Language
The language can be specified at the following layers, which are represented by corresponding elements.
Layer | Element | Attributes |
---|---|---|
Page | Page | @primaryLanguage and @secondaryLanguage |
Region | TextRegion | @primaryLanguage and @secondaryLanguage |
Line | TextLine | @primaryLanguage |
Word | Word | @language |
A distinction is made between the language, primary language (first or main language) and secondary language (second or secondary language). Language, primary language and secondary language are attributes (see table).
The values of the attributes are given by the PAGE XML schema. They correspond to ISO 639 for the identification of languages. Not an abbreviation is given, rather the language designation standardized by ISO.

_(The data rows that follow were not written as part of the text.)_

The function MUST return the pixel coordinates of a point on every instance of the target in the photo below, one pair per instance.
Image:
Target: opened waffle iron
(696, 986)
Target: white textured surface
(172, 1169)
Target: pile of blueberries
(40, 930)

Remember: Because the language specifications are possible on different layers,
the following rule applies, subordinate layers have priority over the specification
of
the higher layers.
Page
<Page primaryLanguage="German" secondaryLanguage="Latin">
Figure 1. Example page with two languages. nn_auszug_1701_061.xml Remember: On this page only two languages are used, for this reason the primary and secondary language (@primaryLanguage, @secondaryLanguage) can be specified.<Page primaryLanguage="German">
Figure 2. Example page with four languages. zesen_assenat_1670_0382.xml Remember: Four languages (German, Latin, Greek, Hebrew) are used on this page. The main language is German, it is indicated. The other languages are specified at the word layer. If word segmentation is not available, it is recommended to specify the language in the METS dataset (GT-labelling).
TextRegion : Region
<TextRegion primaryLanguage="Latin">
Figure 3. TextRegion with one language . nn_auszug_1701_061.xml <TextRegion primaryLanguage="German" secondaryLanguage="Latin">
Figure 4. TextRegion with two languages. nn_auszug_1701_061.xml
TextLine : Line
<TextLine primaryLanguage="Latin">
Figure 5. TextLine with one language. nn_auszug_1701_061.xml <TextLine primaryLanguage="Latin">
Figure 6. TextLine with two languages. nn_auszug_1701_061.xml Remember: In the example it can be seen that both German language and Latin language words are present in the line. Only the main language @primaryLanguage is specified. The specification of a @secondaryLanguage is not possible.
Word
<Word language="Latin">